It might be due to programmer’s typing mistakes while developing a program. It may produce incorrect output or may terminate the execution of the program abnormally.

For example, if you use the right parenthesis in a Java program where a right brace is needed, you have made a syntax error. You have violated the rules of Java language.

Therefore, it is important to detect and fix properly all errors occurring in a program so that the program will not terminate during execution.

Types of Errors in Java Programming

When we write a program for the first time, it usually contains errors. These errors are mainly divided into three types:

1. Compile-time errors (Syntax errors)
2. Runtime errors
3. Logical errors

Compile-time errors occur when syntactical problems occur in a java program due to incorrect use of Java syntax.

These syntactical problems may be missing semicolons, missing brackets, misspelled keywords, use of undeclared variables, class not found, missing double-quote in Strings, and so on.

These problems occurring in a program are called syntax errors in Java.

Since all syntax errors are detected by Java compiler, therefore, these errors are also known as compile time errors in Java.

When Java compiler finds syntax errors in a program, it prevents the code from compile successfully and will not create a .class file until errors are not corrected. An error message will be displayed on the console screen.

These errors must be removed by debugging before successfully compile and run the program. Let’s take an example program where we will get a syntax error.

Program source code 1:

public class CompileTimeErrorEx 
{
public static void main(String[] args) 
{
  System.out.println("a") // Syntax error. Semicolon missing.
 }
}

Compile time error in Java code:
      Exception in thread "main" java.lang.Error: Unresolved compilation problem: 
      Syntax error, insert ";" to complete BlockStatements

When you will try to compile the above program, Java compiler will tell you where errors are in the program. Then you can go to the appropriate line, correct error, and recompile the program.

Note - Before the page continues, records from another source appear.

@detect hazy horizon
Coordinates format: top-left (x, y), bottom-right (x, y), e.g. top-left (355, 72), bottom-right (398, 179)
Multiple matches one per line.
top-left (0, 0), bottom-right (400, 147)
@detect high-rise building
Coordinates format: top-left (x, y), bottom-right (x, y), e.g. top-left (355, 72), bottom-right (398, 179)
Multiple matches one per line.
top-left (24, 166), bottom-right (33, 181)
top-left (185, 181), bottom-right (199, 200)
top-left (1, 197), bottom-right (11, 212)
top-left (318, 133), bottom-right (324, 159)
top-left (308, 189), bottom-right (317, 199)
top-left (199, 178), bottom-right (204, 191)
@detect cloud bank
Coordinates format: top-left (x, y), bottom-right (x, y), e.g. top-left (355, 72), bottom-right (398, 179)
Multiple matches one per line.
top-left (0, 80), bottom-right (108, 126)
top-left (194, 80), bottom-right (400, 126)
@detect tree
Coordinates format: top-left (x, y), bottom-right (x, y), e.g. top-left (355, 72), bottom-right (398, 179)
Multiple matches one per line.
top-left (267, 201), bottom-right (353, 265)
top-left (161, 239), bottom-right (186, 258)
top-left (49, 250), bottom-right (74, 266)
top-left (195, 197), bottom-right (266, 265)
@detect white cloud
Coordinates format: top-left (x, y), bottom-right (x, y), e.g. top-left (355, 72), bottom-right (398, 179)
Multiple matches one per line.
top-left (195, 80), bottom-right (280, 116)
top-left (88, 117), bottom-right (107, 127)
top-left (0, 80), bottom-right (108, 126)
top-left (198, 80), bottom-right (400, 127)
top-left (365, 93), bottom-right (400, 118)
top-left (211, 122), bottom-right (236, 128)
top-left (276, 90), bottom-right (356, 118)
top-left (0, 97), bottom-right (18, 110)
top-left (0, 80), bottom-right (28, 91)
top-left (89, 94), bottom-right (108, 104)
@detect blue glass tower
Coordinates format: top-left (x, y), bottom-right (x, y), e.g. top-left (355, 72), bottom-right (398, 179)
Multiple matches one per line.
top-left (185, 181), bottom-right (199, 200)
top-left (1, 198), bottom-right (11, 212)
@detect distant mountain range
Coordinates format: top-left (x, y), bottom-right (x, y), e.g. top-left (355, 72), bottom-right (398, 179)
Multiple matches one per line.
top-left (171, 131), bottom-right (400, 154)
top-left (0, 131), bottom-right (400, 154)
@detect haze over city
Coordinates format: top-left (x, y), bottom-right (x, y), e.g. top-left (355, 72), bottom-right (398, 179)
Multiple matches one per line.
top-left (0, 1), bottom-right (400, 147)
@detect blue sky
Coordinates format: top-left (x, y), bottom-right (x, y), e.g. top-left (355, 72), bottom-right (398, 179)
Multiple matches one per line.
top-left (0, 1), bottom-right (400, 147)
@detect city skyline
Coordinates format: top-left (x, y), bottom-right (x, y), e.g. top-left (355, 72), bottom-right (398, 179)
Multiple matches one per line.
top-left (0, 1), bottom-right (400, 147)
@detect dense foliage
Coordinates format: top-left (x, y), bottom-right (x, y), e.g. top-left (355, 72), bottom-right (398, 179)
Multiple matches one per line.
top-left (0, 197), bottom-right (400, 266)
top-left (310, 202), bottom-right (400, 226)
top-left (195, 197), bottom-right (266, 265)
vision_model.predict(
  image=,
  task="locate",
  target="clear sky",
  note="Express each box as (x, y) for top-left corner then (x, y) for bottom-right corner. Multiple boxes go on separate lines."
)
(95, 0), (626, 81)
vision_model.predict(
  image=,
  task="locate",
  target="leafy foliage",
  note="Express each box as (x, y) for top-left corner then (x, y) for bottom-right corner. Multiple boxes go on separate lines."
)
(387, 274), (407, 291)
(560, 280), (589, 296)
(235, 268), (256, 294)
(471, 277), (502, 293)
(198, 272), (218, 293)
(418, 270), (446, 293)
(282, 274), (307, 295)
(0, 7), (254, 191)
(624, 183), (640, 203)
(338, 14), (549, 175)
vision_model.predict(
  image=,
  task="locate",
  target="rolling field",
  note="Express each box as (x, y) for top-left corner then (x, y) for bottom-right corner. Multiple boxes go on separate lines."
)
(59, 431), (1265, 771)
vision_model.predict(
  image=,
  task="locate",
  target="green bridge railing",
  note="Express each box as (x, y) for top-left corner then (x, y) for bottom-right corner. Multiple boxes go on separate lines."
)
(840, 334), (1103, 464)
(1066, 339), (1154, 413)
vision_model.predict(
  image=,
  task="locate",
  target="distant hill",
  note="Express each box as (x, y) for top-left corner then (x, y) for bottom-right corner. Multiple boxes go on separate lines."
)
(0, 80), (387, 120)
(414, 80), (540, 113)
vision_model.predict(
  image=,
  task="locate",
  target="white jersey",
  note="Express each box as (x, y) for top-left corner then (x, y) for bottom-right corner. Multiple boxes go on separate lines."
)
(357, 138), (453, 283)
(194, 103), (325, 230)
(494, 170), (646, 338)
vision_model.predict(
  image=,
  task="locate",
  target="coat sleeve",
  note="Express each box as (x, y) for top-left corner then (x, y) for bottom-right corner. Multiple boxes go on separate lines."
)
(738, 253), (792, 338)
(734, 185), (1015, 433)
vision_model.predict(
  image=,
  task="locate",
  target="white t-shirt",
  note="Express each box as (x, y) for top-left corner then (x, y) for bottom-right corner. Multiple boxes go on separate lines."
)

Let’s create a program where we will try to call the undeclared variable. In this case, we will get unresolved compilation problem.

Program source code 2:

public class MisspelledVar 
{	
public static void main(String[] args) 
{
int x = 20, y = 30;

// Declare variable sum.
   int sum = x + y; 

// Call variable Sum with Capital S.
   System.out.println("Sum of two numbers: " + Sum); // Calling of undeclared variable.
 }
}

Compile time error in Java code:
       Exception in thread "main" java.lang.Error: Unresolved compilation problem: 
	Sum cannot be resolved to a variable

Program source code 3: Missing parenthesis in for statement.

public class MissingBracket 
{	
public static void main(String[] args) 
{ 
 int i; 
 int sum = 0;

// Missing bracket in for statement.
 for (i = 1; i <= 5; i++ // insert " ) Statement" to complete For Statement.
 {
   sum = sum + i;	
 }
System.out.println("Sum of 1 to 5 n");
System.out.println(sum); 
  }
}

Compile time error in Java code:
      Exception in thread "main" java.lang.Error: Unresolved compilation problem: 
      Syntax error, insert ") Statement" to complete ForStatement

Program source code 4: Missing double quote in String literal.

public class MissingDoubleQuote
{	
public static void main(String[] args) 
{ 
 String str = "Scientech; // Missing double quote in String literal.
 System.out.println(str);
  }
}

Compile time error in Java code:
       Exception in thread "main" java.lang.Error: Unresolved compilation problem: 
	String literal is not properly closed by a double-quote

We may also face another error related to the directory path. An error such as

javac : command not found

means that you have not set the path correctly.

Runtime Errors in Java

Runtime errors occur when a program is successfully compiled creating the .class file but does not run properly. It is detected at run time (i.e. during the execution of the program).

Java compiler has no technique to detect runtime errors during compilation because a compiler does not have all of the runtime information available to it. JVM is responsible to detect runtime errors while the program is running.

Such a program that contains runtime errors, may produce wrong results due to wrong logic or terminate the program. These runtime errors are usually known as exceptions.

For example, if a user inputs a value of string type in a program but the computer is expecting an integer value, a runtime error will be generated.

The most common runtime errors are as follows:

1. Dividing an integer by zero.
2. Accessing an element that is out of range of the array.
3. Trying to store a value into an array that is not compatible type.
4. Passing an argument that is not in a valid range or valid value for a method.
5. Striving to use a negative size for an array.
6. Attempting to convert an invalid string into a number.
7. and many more.

When such errors are encountered in a program, Java generates an error message and terminates the program abnormally. To handle these kinds of errors during the runtime, we use exception handling technique in java program.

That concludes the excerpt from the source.